In April, during the peak of the Delta surge, just 1.9% of Indians were fully vaccinated and 7.1% partially vaccinated. As of December 23, 41% of Indians are fully vaccinated and another 19% has received at least one dose for a total 60% vaccination coverage.
The second big takeaway is that while largely having the same symptoms as previous variants, Omicron is less likely to cause a loss of taste and smell. Data from Norway found that just 23% of Omicron patients reported a loss of taste and 12% a loss of smell.
Omicron also appears to have a shorter incubation time of as little as three days before an infected person develops symptoms, becomes contagious, and tests positive. The Delta variant when compared takes four to six days.
The last bit of positive news is that officials and experts say South Africa’s Covid-19 wave has already peaked, suggesting that Omicron waves may not be long lasting.
The discovery of Omicron in South Africa last month sent alarm bells ringing around the world. Earlier in December, the country saw a sharp spike in cases and positivity rates.
Despite opting against severe lockdowns and other restrictions, the wave began to subside. This holds promise for other countries experiencing Omicron outbreaks.

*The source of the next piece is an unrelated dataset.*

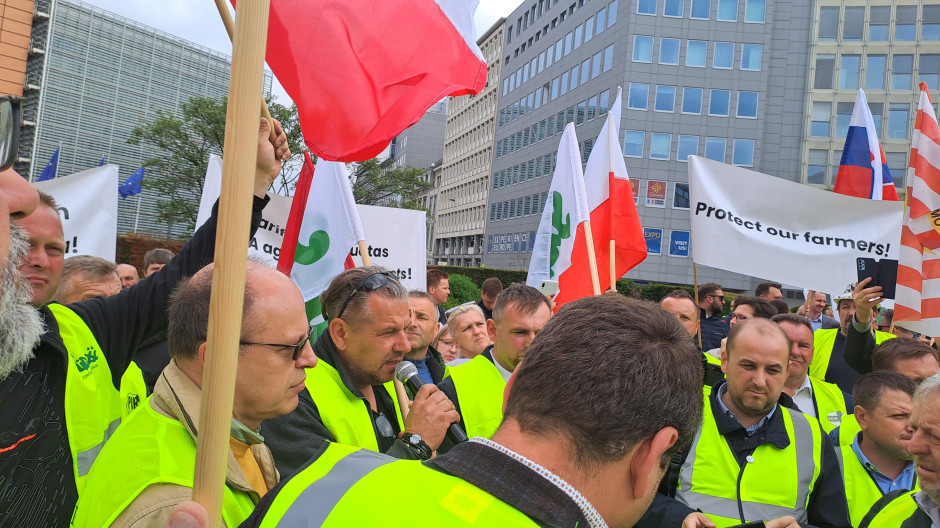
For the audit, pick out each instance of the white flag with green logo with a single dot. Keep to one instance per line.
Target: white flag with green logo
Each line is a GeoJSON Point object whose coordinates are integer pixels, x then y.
{"type": "Point", "coordinates": [565, 209]}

Data from South Africa suggests its Omicron wave is about two to three weeks ahead of the US, two weeks ahead of Norway and Denmark, and up to four weeks ahead of the UK.
As India’s response to the Omicron threat, the Prime Minister on Saturday asked the country to remain cautious. He further announced vaccination for children in the age group of 15-18 years that will begin from January 3.
“We must remember that a new variant of COVID-19 Omicron has knocked our doors. To defeat this global pandemic our effort as citizens is important,” he said.
India will begin booster doses for healthcare workers, front-line workers, and those above 60 years of age with co-morbidities from January 10.